「金剛戦士Ⅰ」黎明の夢

二人は年配の夫婦で、三人は家族のようである。

それぞれが席についたが、由紀たちが座っている隣の一から四番の席だけが空席となっている。

間もなく十時になろうというのに到着するのが遅れているのか。それとも昔の由紀たちのように欠席なのだろうか。
由紀は、ちょっと気になった。

十時になりセレモニーの開会が宣言された後、大マーチングバンドが先頭をきり入場を始めた。

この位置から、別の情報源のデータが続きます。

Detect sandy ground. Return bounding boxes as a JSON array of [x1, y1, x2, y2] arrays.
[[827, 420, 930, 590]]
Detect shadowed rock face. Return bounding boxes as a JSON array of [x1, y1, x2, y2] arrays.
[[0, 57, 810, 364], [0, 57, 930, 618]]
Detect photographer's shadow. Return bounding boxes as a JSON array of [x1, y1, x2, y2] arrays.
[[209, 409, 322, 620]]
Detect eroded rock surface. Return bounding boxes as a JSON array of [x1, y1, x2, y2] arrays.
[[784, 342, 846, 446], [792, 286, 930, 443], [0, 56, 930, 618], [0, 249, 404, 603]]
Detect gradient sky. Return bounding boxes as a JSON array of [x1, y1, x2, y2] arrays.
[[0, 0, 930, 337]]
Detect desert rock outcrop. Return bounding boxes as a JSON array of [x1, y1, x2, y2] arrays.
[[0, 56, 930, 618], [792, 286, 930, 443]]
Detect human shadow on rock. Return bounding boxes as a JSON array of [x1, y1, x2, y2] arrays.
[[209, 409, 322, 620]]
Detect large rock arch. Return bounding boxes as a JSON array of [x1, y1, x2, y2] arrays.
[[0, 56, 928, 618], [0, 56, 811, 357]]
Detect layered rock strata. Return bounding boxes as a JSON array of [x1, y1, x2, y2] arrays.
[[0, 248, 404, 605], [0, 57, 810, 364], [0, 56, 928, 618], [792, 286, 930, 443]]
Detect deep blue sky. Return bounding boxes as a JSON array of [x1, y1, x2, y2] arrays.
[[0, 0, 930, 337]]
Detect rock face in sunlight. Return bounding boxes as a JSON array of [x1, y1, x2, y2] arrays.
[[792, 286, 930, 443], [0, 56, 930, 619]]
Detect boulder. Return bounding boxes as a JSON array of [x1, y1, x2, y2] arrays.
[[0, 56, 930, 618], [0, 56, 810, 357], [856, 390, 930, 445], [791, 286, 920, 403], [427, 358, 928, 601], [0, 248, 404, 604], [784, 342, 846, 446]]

左手が入場門のようで、そちらから、流れ込んできているのだが、遠くてよく見えない。そのかわりにスクリーンに、入場して来る光景が映し出されているので、それを見ている。

見ているとマーチングバンドに続いて、ブラジルのサンバチーム、その次にはアメリカのカウボーイやカウガールの格好をしているチーム、最後にトルコのスルタン率いる大昔の衣装のトルコ軍チームが入場してきた。

トルコ軍チームが入場してきた頃、先頭をゆくマーチングバンドが由紀たちの目の前に差し掛かってきた。

すごい数の大マーチングバンドに、由紀たちの見ている周辺の観客席から大拍手が沸き起こり、マーチングバンドが徐々に右手に向かって移動するにつれ、拍手が、どんどん右手の観客席へと移ってゆく。

その後、次々とやって来るブラジルチーム、アメリカチーム、最後のトルコチームにも同様の拍手が送られる。それぞれのチームが少し進んではパフォーマンスを行い、また少し進んでは行ないながら移動して行く。

しんがりのトルコチームが由紀たちの目の前に進んで来てパフォーマンスを始めたので、よく見ようと前へ乗り出すようにして見ていると、横で声がした。

五番の席に座っていた直が横を見ると五十歳くらいの男性が

「セレモニーを見ている最中に入ってきて、邪魔をして申し訳ない」

と言いながら四番の席に着席している。